Czarnulka z obu końców wygłaskana, okazało się przy tej okazji , że doskonale cała się w tej rurze mieści , gdy próbowała uniknąć moich dłoni ( głaski były stereo)
Jeden tylko brzuszek na razie wymiziany, do drugiego póki co nie mam "kodu dostępu"
Dalszych zmian (prócz zmian zaszłych w samych szczurach) na razie nie odnotowujemy , bo nie wypalił nam wypad do Castoramy; mąż ciut za późno wczoraj przyjechał , samopoczucie miał kiepskie i zwyczajnie zległ był na wyro, potem ja musiałam wyjść.

Panny natomiast jak na złość czepiły się biedaka i używały jako bieżni , odskoczni na stolik , ringu do walk osobniczych oraz trampoliny ku uciechom służącej. On tak dziwnie - bo na zewnątrz -odwinął podłożony pod głowę łokieć i dłoń pana wnętrzem do świata wystawiona i w powietrzu zawieszona była dla panienek pokusą nie do odparcia, a najzabawniejsze było właśnie zrobienie sobie z niej sobie trampoliny do skoków i odbić . Starałam się być dobrą żoną i bardzo mu współczułam

. A on na koniec mojego tłumaczenia o nieskutecznym odpędzaniu natrętów podsumował : No co ty mówisz? Nic nie pamiętam , nie czułem !
Taki mają sen niektórzy!.
Czarnulka od dwu dni okazuje mi focha i buziaczka dać nie chce , choć dla innych jest bardzo całuśna . Ona , która – gdy wsuwam rękę za poduchy na kanapie – mości się od razu na dłoni iskając i liżąc palce , teraz nadstawia okoniem wszystkie cztery łapeczki zaznaczając pożądany dystans , jakiego mam nie przekraczać!

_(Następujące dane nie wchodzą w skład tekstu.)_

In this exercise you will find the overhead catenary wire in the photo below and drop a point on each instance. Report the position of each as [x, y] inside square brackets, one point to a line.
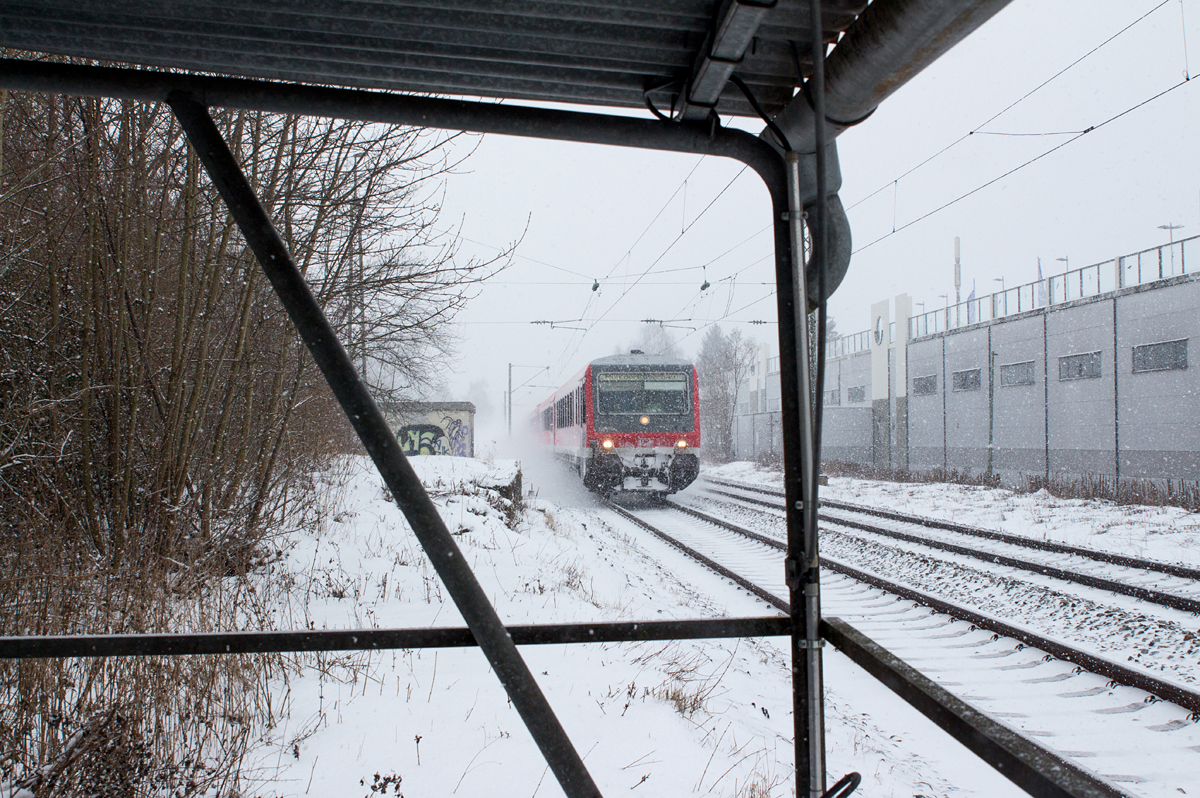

Przebywają już w PodParapetowie bez oporów , a przez te rury plastikowe słyszę , jak dręczą swoje orzechy , przy czym podbierają je sobie i oba naraz znajdują się albo w kawalerce , albo w apartamencie dwuosobowym , zależnie od tego , która panienka zawitała z gościną ostatnia.
W nocy (chyba złośliwie) któraś hurkotała twardą skorupką o deseczkę i o rurę i wywlekło mnie to z łoża , ale gdy umieściłam orzecha w miękkim koszyczku za meblem i ułożyłam się do snu , panna radośnie pochwyciła drugiego i hałasy zaczęły się od nowa. Trzeba było znów wstać …
Dziś przy śniadaniu zaś okazałam się gapolem ,gamoniem i frajerem jak rzadko. Podzieliwszy się z Dżumą odrobinką ciemnego pieczywka , zaczęłam rozglądać się za jej siostrą i nawoływać , żeby nie pominąć i tak już dość obrażonej szczury , dałam jej kawałeczek gdy pojawiła się z lewej ; dopiero po dłuższej chwili , oderwawszy nos od książki , zarejestrowałam brak ładnych paru krążków kiełbaski na mojej kanapce. Wczoraj zaś bezczelnie poniosła na łóżko piękny pęk startej marchwi z jabłuszkiem i śmietanką , wprost z talerza ; przeniosłam to szybko na spodek . Żeby choć zjadły , ale gdzie tam ! tylko uruchomiły swoje wirówki!